If you liked this post, feel free to share.


UPDATE June, 11th 2018: This post got a lot of feedbacks, and there is an optimization in particular that made it to the master branch on GiHub: I'd like to thank CleverTwain (reddit github) for making my script more modular. He made a few nice additions such as:

Moving parameters and general settings to the top:

$action = $false

$now = Get-Date

$comments = "Today is $($now.ToLongDateString())`n"

$WSUSServerParams = @{

    Name   = 'wsusserver'

    Port   = 8530

    UseSSL = $false

}

# Moved these to the top as others may want to tweak as necessary

$SyncDelay = 13 # How many days after Patch Tuesday should we wait before syncing WSUS

$WSUSCleanUpDay = 7 # What numerical day of the month whould the WSUS cleanup script run?

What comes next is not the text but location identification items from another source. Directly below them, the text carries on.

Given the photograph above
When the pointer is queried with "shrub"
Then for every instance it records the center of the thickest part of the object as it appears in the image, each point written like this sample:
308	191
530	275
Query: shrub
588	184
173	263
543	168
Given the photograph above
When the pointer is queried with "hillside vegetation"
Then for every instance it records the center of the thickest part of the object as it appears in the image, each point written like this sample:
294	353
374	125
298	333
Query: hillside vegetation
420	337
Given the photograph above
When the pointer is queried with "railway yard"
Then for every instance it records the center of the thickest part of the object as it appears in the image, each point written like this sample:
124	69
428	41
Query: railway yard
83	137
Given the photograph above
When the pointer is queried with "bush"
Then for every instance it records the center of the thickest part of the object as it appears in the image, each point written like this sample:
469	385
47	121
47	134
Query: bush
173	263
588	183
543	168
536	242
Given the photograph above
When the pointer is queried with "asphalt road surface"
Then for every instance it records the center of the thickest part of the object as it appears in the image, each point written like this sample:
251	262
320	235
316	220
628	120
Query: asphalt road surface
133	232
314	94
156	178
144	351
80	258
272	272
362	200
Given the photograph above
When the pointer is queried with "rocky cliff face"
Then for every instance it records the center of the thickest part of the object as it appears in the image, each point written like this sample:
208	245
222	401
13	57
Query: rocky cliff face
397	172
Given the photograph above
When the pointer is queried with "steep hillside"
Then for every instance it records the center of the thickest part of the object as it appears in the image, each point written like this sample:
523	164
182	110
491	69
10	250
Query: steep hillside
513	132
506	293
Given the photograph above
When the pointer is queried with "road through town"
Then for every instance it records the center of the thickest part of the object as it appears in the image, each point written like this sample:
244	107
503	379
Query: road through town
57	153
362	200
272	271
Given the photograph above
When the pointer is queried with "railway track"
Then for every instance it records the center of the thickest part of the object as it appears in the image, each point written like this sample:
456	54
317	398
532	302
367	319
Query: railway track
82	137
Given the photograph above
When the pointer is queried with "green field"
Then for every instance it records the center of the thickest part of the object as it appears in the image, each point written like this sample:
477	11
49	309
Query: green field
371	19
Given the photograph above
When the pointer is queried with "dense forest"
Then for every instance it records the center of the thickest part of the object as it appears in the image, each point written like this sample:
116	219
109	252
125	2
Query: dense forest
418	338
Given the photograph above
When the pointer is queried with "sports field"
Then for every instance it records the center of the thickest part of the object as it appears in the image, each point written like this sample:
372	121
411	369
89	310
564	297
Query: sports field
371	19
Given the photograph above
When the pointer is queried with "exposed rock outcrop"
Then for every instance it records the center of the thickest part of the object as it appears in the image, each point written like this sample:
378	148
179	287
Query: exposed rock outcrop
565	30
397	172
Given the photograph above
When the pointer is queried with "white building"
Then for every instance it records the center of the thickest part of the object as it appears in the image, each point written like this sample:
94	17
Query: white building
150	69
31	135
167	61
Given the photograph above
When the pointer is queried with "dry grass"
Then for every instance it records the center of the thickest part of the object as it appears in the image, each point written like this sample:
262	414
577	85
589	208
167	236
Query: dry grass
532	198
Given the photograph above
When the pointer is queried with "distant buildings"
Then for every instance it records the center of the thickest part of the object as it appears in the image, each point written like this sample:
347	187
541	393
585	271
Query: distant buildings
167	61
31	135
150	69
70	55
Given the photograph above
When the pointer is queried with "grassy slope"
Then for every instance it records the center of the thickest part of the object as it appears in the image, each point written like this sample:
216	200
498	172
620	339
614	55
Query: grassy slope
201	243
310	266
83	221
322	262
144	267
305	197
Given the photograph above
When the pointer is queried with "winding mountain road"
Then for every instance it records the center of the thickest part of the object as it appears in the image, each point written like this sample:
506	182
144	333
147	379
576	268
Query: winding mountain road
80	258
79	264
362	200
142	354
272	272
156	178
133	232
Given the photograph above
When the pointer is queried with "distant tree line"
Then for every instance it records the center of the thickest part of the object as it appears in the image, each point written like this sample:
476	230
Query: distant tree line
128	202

# Changed delay settings to use objects, as that is the most flexible

$DelaySettings = @()

$DelaySettings += [pscustomobject]@{

    Name          = 'Immediate'

    # Now multiple collections can share the same delay settings without adding multiple checks

    Collections   = 'Standard', 'NonCritical'

    ApprovalDelay = 1

}

$DelaySettings += [pscustomobject]@{

    Name          = 'OneWeek'

    Collections   = 'Touchy', 'Critical'

    ApprovalDelay = 7

}
Making Fourth Monday calculation dependant from Patch Tuesday through a SyncDelay variable that WSUS admins can set according to their internal policy:

$firstOfThisMonth = (Get-Date -Day 1 )

switch ( $firstOfThisMonth.DayOfWeek ) {

    "Sunday" {$thisPatchTuesday = $firstOfThisMonth.AddDays(9)}

    "Monday" {$thisPatchTuesday = $firstOfThisMonth.AddDays(8)}

    "Tuesday" {$thisPatchTuesday = $firstOfThisMonth.AddDays(7)}

    "Wednesday" {$thisPatchTuesday = $firstOfThisMonth.AddDays(13)}

    "Thursday" {$thisPatchTuesday = $firstOfThisMonth.AddDays(12)}

    "Friday" {$thisPatchTuesday = $firstOfThisMonth.AddDays(11)}

    "Saturday" {$thisPatchTuesday = $firstOfThisMonth.AddDays(10)}

}

if ($now.date -le $thisPatchTuesday.date) {
    $patchTuesday = $thisPatchTuesday
   
}
else {
    $firstOfNextMonth = (Get-Date -Day 1 -Month ((Get-Date).AddMonths(1).Month) )

    switch ( $firstOfNextMonth.DayOfWeek ) {

        "Sunday" {$patchTuesday = $firstOfNextMonth.AddDays(9); break}

        "Monday" {$patchTuesday = $firstOfNextMonth.AddDays(8); break}

        "Tuesday" {$patchTuesday = $firstOfNextMonth.AddDays(7); break}

        "Wednesday" {$patchTuesday = $firstOfNextMonth.AddDays(13); break}

        "Thursday" {$patchTuesday = $firstOfNextMonth.AddDays(12); break}

        "Friday" {$patchTuesday = $firstOfNextMonth.AddDays(11); break}

        "Saturday" {$patchTuesday = $firstOfNextMonth.AddDays(10); break}

    }
}

$SyncDay = (Get-Date -Date $patchTuesday).AddDays($SyncDelay)
Gathering all WSUS patch information once and once only:

# Getting this once now, rather than for each iteration....

$wsus = Get-WsusServer @WSUSServerParams

$allupdates = $wsus.GetUpdates()

$alltargetgroups = $wsus.GetComputerTargetGroups()

$NeededUpdates = Get-WsusUpdate -Approval Unapproved -Status FailedOrNeeded
So thanks to him for these contributions. The updated script can be found here. That is exactly what being part of a technical community should be like.


UPDATE June, 14th 2018: Added a few more date conditions so that when the script runs between approvals, it is able to handle correctly the action to do. Added also a few minor fixes. Find the updated code on GitHub.


UPDATE June, 20th 2018: Published the Invoke-Wsus advanced PowerShell function which improves and replaces the wsus-operations.ps1 script.